From a minor fender bender in a parking lot to scratches and dents from pulling into your home's garage, small damage to your vehicle's body may seem unnecessary and too costly to repair. However, even small dents, dings, scrapes, and scratches deserve some attention for a few important reasons. If you were involved in a small accident or if your vehicle's exterior was damaged in another way, understanding the reasons for repairing even minor damage is imperative. Here are a few important reasons why you should repair small dents, dings, and scratches.
Affects Vehicle's Appeal and Value
If you are like most people, you want your vehicle to look good, since your vehicle's overall look is important for making an impression.
Unfortunately, small dents, dings, and scratches can affect the look of your vehicle in big ways. Not only will these imperfections take away from its appeal, but the damage will also affect your vehicle's value.
It is important to note that vehicles do tend to depreciate in value once they are driven off the dealer's lot, but body damage can decrease the value of your vehicle even further. If you decide to sell or trade your vehicle in, the minor body damage will cause the buyers/dealers to pay less for the vehicle.
Since the exterior condition of your vehicle does affect its appeal and value, consider having even minor dents and scratches repaired.
Affects Entire Exterior Finish
Small dents and scratches affect the look of your vehicle in one specific area, but over time, the damage can spread, affecting a larger area of your vehicle's body.
One small dent, ding, or scratch will remove some of the vehicle's paint. The paint will start peeling away from these small dents and scratches, eventually fading and peeling away in larger sections. This not only decreases the appeal and value of your vehicle even further, but it will also be more expensive to repair these larger areas of damage.
If you have small areas of damage, such as minor dents and scratches, it is more affordable to repair them now before they become even more physically and financially overwhelming.
Affects Underlying Body
Another reason you should repair even minor dents, dings, and scratches is to prevent rust and corrosion. As the paint begins peeling and chipping away at the site of the dents, dings, and scratches, the underlying metal of your vehicle will be exposed to the outdoor elements.
Rain, sleet, snow, humidity, ice, and even the sun's harmful UV rays will discolor the underlying metal, causing it to rust. Rust alone decreases the appeal and value of your vehicle. However, over time, the rust will become even more problematic.

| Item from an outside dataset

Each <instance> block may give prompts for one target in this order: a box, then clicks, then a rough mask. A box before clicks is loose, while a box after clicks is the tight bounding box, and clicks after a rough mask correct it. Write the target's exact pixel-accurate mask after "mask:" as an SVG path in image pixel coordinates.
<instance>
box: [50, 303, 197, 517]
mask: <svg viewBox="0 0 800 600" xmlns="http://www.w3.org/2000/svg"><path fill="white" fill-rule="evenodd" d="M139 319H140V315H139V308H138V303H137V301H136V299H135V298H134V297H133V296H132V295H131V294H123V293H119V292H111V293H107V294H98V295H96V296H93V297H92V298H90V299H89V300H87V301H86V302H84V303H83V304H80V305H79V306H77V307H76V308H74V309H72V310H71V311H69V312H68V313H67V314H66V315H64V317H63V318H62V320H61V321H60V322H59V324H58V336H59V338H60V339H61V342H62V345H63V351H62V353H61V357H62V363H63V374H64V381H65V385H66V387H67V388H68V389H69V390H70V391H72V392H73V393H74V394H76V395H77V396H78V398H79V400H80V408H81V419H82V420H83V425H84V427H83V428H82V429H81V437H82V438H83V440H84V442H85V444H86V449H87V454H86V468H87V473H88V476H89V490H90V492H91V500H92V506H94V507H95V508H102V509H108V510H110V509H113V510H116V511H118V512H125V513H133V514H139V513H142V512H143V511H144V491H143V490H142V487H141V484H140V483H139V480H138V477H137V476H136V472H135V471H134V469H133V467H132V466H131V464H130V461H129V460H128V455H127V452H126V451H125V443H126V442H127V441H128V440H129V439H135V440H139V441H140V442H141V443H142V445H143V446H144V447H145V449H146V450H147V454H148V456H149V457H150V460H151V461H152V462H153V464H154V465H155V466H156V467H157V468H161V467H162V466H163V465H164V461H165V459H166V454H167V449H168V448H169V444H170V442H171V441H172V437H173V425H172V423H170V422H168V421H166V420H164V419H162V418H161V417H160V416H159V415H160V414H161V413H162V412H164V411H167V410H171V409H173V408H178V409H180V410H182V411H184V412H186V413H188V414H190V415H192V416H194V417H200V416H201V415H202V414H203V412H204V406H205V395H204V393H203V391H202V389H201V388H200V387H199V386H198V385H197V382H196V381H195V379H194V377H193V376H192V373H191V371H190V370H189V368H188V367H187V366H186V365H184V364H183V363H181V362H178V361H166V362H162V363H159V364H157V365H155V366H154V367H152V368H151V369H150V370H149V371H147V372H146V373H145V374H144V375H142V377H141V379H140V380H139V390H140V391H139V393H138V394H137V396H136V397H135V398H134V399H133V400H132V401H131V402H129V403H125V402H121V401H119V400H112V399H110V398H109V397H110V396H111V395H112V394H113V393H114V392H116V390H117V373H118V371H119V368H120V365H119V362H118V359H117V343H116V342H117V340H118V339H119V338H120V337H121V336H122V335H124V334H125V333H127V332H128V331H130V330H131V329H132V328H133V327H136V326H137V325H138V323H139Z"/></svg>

Without repairing the minor damage, you will face rust buildup. Without removing the rust and then completing repairs on the body to create a layer of protection, the rusty metal areas will begin to corrode.
Corrosion is basically when the rust eats through the metal. If the metal parts of your vehicle's body start to corrode, more moisture and debris will enter the vehicle's body, causing even more damage. Of course, corrosion can also cause parts of the body to shift or fall out of alignment, decreasing the appeal and value even further.
Finally, if parts of the body's frame start to corrode, the vehicle may not be able to drive properly. Although it can obviously affect its appearance, corrosion of the frame can also affect the vehicle's function and operation.